Profissionais aumentam horas de trabalho e reduzem pausas por medo de IA, aponta pesquisa
Profissionais estão trabalhando em média 2 horas e 24 minutos extras por semana para demonstrar valor diante do avanço da inteligência artificial e aumento de demissões, segundo pesquisa da Resume.io. Especialistas alertam que essa estratégia pode não ser eficaz e que o mercado valoriza cada vez mais o 'como e para quê se trabalha'.
Relevância e Produtividade em Disputa com a IA
O avanço da inteligência artificial e o aumento das demissões, especialmente no setor de tecnologia, têm levado profissionais a intensificar seu esforço no ambiente de trabalho.
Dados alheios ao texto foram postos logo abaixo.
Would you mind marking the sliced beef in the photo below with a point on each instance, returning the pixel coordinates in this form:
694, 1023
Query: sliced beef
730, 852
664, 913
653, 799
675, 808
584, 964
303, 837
Uma pesquisa da plataforma Resume.io, que entrevistou mais de 3 mil profissionais, revelou que empregados têm dedicado uma média de 2 horas e 24 minutos extras por semana para provar seu valor. Isso equivale a aproximadamente 125 horas de trabalho adicional por ano. Essa dedicação extra se manifesta em mais horas extras, pausas para almoço mais curtas e o que os especialistas chamam de “teatro da produtividade”, onde os trabalhadores se empenham em parecer constantemente ocupados. No entanto, especialistas como Thiago Genaro, psiquiatra da Conexa, apontam que o aumento do volume de trabalho não garante a segurança do emprego. Genaro afirma que trabalhar mais horas não irá, necessariamente, proteger os postos de trabalho e que essa insegurança diante da IA reflete uma estratégia que pode não se alinhar às mudanças estruturais do mercado, que, segundo ele, prioriza o 'como e para quê se trabalha' em detrimento do 'quanto se trabalha'. Emilio Salcedo, especialista em tecnologia da RS Systems, adiciona que a insegurança é agravada pela forma como a tecnologia é integrada nas empresas. Ele explica que, apesar de a IA poder automatizar tarefas repetitivas, ela pode intensificar a pressão por produtividade se as metas e expectativas de desempenho não forem revisadas, criando um cenário de aumento de pressão para os trabalhadores.